The first difference is Maker Space, which is an environment to empower self-directed learning through integrating interdisciplinary opportunities. These come in the form of design and engineering, by combining art studio and machine shop to allow students to make connections throughout their classes in a hands-on way. Maker Space will be similar to what the community workspace Sector 67 provides to the Madison area.

Health and fitness is the second aspect that sets MELA apart nationally. Students will be engaged in four years of both physical activity as well as mindfulness programs that promote health for life. This is very different from public schools in the state, which only require three semesters of fitness classes throughout the four years students are in school.

As a partner for enrichment for MELA, the non-profit organization created the Center for Engagement, which provides more educational opportunities for both students and teachers. MELA and the Center for Engagement offered weeklong summer camps in summer 2012 for students aged 10-17 and will offer more programs in the upcoming summer months.

This weekend kicks off the first Saturday Series winter enrichment program.

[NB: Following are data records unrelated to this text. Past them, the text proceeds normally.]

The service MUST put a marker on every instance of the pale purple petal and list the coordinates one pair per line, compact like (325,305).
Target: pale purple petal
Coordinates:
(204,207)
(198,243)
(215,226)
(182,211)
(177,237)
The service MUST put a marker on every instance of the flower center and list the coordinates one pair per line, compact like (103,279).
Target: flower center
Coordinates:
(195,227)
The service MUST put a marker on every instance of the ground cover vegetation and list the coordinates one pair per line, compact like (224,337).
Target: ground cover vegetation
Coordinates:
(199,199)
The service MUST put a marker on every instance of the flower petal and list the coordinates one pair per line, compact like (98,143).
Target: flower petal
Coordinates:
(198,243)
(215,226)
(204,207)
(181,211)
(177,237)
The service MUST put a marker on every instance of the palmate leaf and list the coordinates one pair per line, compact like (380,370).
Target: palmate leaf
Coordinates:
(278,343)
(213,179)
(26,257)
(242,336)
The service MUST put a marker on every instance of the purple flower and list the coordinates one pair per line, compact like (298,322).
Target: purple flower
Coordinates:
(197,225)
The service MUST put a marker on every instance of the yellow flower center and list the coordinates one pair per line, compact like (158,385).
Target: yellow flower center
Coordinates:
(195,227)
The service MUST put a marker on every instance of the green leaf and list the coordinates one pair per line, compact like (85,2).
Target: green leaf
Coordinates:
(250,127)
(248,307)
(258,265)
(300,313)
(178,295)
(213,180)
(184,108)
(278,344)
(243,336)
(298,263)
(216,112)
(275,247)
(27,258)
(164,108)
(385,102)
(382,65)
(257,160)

Activities for children 10-12 years old will be offered, similar to the daily activities at the summer camps.  

“We use these programs and activities to integrate kids in interdisciplinary course work,” said Mark Sullivan from the Center for Engagement.

Although many members of the community are excited about an expeditionary learning school coming to Madison, not everyone is convinced.

Larry Iles, a math teacher at Madison West High School who attended the Jan. 7 meeting, believes it could be a good idea but is unsure where the resources for such ventures are going to come from.

"It all sounds very exciting, and for certain kids it would be a good fit, but I’d say there’s not enough details yet," said Iles. "My question is how they are going to be attracting quality teachers and have the funds for the lab and Space Maker equipment."

But with a national network of 165 expeditionary learning schools and over 18 years of data and research, Sharpswain is positive that expeditionary learning schools are and can be very successful.

"Instead of redesigning the wheel," she said, "we’re looking at a wheel that’s already in motion."